Newswise — Researchers at the University of Virginia Health System have made an exciting discovery: a combination of human-safe treatments reversed the course of Type 1 diabetes in mice. Using this model, the researchers found that a combined therapy of lisofylline (LSF) and exendin-4 (Ex-4) effectively reversed newly acquired Type 1 diabetes, also called autoimmune diabetes.
Dr. Jerry Nadler, chief of the UVa Division of Endocrinology and Metabolism, and colleagues theorized that simultaneously blocking a biological pathway that damages beta cells in the pancreas, while adding a growth-promoting stimulus for beta cells, might provide the critical ability to reverse Type 1 diabetes. "This finding is very exciting because it one day may provide an opportunity to restore insulin-producing cells in people with Type 1 diabetes without the need for toxic anti-rejection medications," Nadler said. Type 1 diabetes represents 5-10 percent of all diabetes cases diagnosed, and in the United States there may be 2 million people with Type 1 diabetes.

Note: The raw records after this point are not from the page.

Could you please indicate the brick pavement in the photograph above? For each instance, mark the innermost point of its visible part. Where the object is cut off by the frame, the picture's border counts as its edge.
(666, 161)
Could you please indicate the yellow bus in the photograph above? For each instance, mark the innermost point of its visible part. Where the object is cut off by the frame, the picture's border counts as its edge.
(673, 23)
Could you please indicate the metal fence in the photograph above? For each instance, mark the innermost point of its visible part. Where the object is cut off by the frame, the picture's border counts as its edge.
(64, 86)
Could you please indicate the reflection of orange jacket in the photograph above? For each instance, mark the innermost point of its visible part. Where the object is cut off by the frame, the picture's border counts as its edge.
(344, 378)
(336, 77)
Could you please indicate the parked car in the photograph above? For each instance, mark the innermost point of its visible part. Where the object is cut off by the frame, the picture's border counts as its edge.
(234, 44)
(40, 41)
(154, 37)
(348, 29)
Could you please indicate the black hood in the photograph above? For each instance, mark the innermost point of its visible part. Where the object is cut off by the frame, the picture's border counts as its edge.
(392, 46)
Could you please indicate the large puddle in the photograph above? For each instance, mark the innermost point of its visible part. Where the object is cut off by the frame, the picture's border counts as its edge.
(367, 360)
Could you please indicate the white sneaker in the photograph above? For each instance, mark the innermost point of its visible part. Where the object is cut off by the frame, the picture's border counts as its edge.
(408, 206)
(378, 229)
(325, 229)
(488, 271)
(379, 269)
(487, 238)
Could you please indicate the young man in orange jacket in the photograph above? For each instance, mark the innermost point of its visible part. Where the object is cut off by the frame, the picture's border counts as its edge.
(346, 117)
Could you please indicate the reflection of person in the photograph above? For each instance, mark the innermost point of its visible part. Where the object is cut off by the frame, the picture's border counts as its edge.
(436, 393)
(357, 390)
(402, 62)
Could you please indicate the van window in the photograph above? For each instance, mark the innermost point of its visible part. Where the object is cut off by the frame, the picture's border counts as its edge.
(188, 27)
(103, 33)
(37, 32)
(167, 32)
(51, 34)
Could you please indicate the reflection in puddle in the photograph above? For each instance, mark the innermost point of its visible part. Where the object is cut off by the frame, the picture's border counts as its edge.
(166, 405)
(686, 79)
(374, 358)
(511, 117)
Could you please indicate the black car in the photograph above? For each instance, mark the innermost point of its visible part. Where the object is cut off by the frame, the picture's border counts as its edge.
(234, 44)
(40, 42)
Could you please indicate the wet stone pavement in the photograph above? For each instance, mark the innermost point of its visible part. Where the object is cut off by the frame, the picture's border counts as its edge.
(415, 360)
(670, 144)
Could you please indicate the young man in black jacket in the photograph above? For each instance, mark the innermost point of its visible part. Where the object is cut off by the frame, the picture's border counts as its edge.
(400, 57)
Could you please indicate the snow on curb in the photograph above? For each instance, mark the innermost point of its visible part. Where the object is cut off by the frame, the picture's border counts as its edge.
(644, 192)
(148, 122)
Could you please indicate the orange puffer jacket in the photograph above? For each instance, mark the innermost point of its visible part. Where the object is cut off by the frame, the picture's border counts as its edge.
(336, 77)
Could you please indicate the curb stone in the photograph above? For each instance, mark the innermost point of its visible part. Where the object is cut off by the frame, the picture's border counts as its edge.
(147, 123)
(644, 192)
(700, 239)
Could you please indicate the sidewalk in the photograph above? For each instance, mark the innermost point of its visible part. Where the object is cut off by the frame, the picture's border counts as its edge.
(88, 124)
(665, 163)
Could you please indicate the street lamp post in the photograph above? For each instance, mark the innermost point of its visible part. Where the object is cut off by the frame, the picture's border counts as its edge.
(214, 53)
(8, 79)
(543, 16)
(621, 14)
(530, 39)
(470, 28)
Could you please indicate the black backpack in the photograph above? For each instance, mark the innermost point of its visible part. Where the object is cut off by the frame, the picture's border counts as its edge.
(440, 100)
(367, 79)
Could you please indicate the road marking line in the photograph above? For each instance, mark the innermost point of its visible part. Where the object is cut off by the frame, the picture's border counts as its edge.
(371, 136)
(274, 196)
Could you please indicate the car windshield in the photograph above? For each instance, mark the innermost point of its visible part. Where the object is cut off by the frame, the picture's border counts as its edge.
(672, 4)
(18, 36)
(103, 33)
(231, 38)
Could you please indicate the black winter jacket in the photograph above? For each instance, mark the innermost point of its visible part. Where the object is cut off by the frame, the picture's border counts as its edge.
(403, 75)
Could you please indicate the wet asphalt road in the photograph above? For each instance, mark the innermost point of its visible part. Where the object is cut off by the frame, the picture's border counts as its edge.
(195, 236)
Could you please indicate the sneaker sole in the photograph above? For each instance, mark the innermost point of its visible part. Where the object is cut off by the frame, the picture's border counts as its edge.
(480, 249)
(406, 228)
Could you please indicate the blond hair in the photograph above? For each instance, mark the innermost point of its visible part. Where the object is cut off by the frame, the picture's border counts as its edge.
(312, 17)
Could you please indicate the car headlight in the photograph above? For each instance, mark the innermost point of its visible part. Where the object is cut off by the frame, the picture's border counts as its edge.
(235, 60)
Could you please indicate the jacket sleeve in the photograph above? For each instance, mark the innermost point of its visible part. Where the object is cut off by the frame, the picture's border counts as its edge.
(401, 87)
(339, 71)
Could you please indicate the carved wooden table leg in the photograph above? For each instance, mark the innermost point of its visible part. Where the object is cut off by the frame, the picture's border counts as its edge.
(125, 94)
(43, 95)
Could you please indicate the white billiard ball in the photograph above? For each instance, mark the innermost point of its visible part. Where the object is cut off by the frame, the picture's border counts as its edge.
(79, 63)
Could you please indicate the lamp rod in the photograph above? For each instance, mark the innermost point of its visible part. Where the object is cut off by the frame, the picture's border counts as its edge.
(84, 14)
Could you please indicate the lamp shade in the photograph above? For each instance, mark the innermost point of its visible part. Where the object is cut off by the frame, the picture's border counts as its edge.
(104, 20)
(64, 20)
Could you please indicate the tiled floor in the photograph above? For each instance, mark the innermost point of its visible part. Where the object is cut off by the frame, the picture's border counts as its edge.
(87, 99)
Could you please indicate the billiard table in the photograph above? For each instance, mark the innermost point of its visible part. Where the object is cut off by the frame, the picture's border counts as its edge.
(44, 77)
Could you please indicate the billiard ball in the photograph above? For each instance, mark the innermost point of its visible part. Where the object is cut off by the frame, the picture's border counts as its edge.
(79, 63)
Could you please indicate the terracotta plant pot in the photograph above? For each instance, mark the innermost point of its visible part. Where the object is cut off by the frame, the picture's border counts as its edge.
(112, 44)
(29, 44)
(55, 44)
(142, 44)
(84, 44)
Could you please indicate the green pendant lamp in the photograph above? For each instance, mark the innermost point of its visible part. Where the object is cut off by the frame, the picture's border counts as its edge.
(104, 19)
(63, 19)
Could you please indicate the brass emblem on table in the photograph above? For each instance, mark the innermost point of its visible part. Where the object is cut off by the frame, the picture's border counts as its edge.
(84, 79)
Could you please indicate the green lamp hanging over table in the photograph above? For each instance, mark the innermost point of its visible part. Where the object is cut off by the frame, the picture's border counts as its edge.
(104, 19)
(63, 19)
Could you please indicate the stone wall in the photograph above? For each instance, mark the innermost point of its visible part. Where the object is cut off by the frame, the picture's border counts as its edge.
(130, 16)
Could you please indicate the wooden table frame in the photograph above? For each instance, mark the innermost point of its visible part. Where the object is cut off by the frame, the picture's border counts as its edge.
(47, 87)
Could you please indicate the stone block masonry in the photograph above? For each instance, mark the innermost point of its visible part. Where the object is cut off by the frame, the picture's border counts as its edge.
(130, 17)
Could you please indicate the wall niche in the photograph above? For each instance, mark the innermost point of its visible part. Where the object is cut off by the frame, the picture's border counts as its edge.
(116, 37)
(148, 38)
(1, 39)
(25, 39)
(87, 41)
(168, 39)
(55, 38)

This treatment also helped the mice to return to and maintain normal, healthy levels of blood sugar. Even after treatment was stopped, blood sugar remained normal until the experiment was completed, as many as 145 days post-treatment. This is the first time that researchers have found a way to reverse diabetes by providing a combination treatment that also could help maintain normal levels of blood sugar in a mammalian model.
The research team used two treatments to reverse the course of diabetes in this model, according to their study, published online in Biochemical and Biophysical Research Communications. One treatment used in this study, lisofylline, suppresses certain immune cells that can destroy beta cells. Lisofylline also allows beta cells to keep producing insulin, as they normally would, even in the presence of destructive substances called cytokines that cause inflammation. In response to glucose stimulation, lisofylline helps the beta cells to enhance their insulin secretion. The second treatment was Exendin-4 (Ex-4), a potent substance that increases insulin secretion and helps the beta cells to grow.
The study looked at non-obese diabetic mice divided into four groups that received either LSF alone, Ex-4 alone, the combination of LSF and Ex-4 or normal saline solution (no treatment at all). Soon after being diagnosed with diabetes through blood testing, the mice received one of the study treatments. Only the group receiving both study treatments was able to keep blood sugar levels in a normal range as measured by glucose tolerance tests. Interestingly, the group of mice receiving only LSF was able to stabilize blood sugar levels, but did not reduce those levels to a healthy, normal range. Ex-4 alone did not lead to improvements in blood sugar in these already diabetic mice, and mice receiving saline solution steadily had higher blood sugar levels.
The researchers are excited about these promising findings that a blocker of immune cell damage used with a beta-cell growth factor can control autoimmunity and even help restore beta cell function. This treatment led to a long-lasting reduction of high blood sugar levels in mice with diabetes, even after treatment ended. "This treatment may someday benefit people with diabetes, because both LSF and Ex-4 have been tested in humans for other benefits and have been found to be safe," Nadler said.